Step 4 (Word): Layout → Margins → Custom Margins → set "Gutter" to your target. Make sure "Multiple pages" is set to "Mirror margins". Re-export to PDF using "Save As → PDF" with the "Standard" option (not "Minimum size", which strips fonts).
Step 5 (Vellum / Atticus): Both tools have a margin slider in the export panel. Drag it up and re-export.
Step 6 (InDesign): File → Document Setup → Margins and Bleed. Set "Inside" to your target. Re-export with the PDF/X-1a preset.

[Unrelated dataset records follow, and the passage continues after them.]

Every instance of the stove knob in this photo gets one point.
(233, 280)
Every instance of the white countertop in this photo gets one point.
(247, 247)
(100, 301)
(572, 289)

Step 7: Open the new PDF in Acrobat or Preview and use the measure tool on the gutter to confirm it's actually applied — some Word exports silently ignore margin changes if the document has section breaks with overridden margins.
How to pre-flight it
Before you resubmit to KDP, drop your PDF into our free KDP Readiness Score. It measures every page's margins against the live KDP table, flags any page that's below spec, and checks the other 30 rules KDP enforces — DPI, embedded fonts, trim mismatch, and the rest. Catching it pre-upload saves the 24–72 hour KDP review cycle.
Related errors
- KDP error: cover trim doesn't match interior
- KDP error: bleed misconfigured for trim size
- KDP error: odd page count
FAQ
Is KDP's gutter the same as the inside margin? Yes. KDP uses "gutter" and "inside margin" interchangeably in their guidelines. It's the extra space added on the binding edge of every page.
Can I use 0.375" gutter on a 300-page book? No — 300 pages falls into the 151–300 band where the minimum is 0.5". You'd be rejected.
Does the gutter need to be larger on hardcover? KDP applies the same gutter minimums to paperback and hardcover, but most binders recommend adding an extra 0.125" on hardcover because the binding is stiffer.
Why is my Word file showing 0.5" gutter but the PDF measures 0.375"? Word sometimes splits the gutter across both pages when "Mirror margins" is off. Toggle it on under Layout → Page Setup → Multiple pages → Mirror margins, then re-export.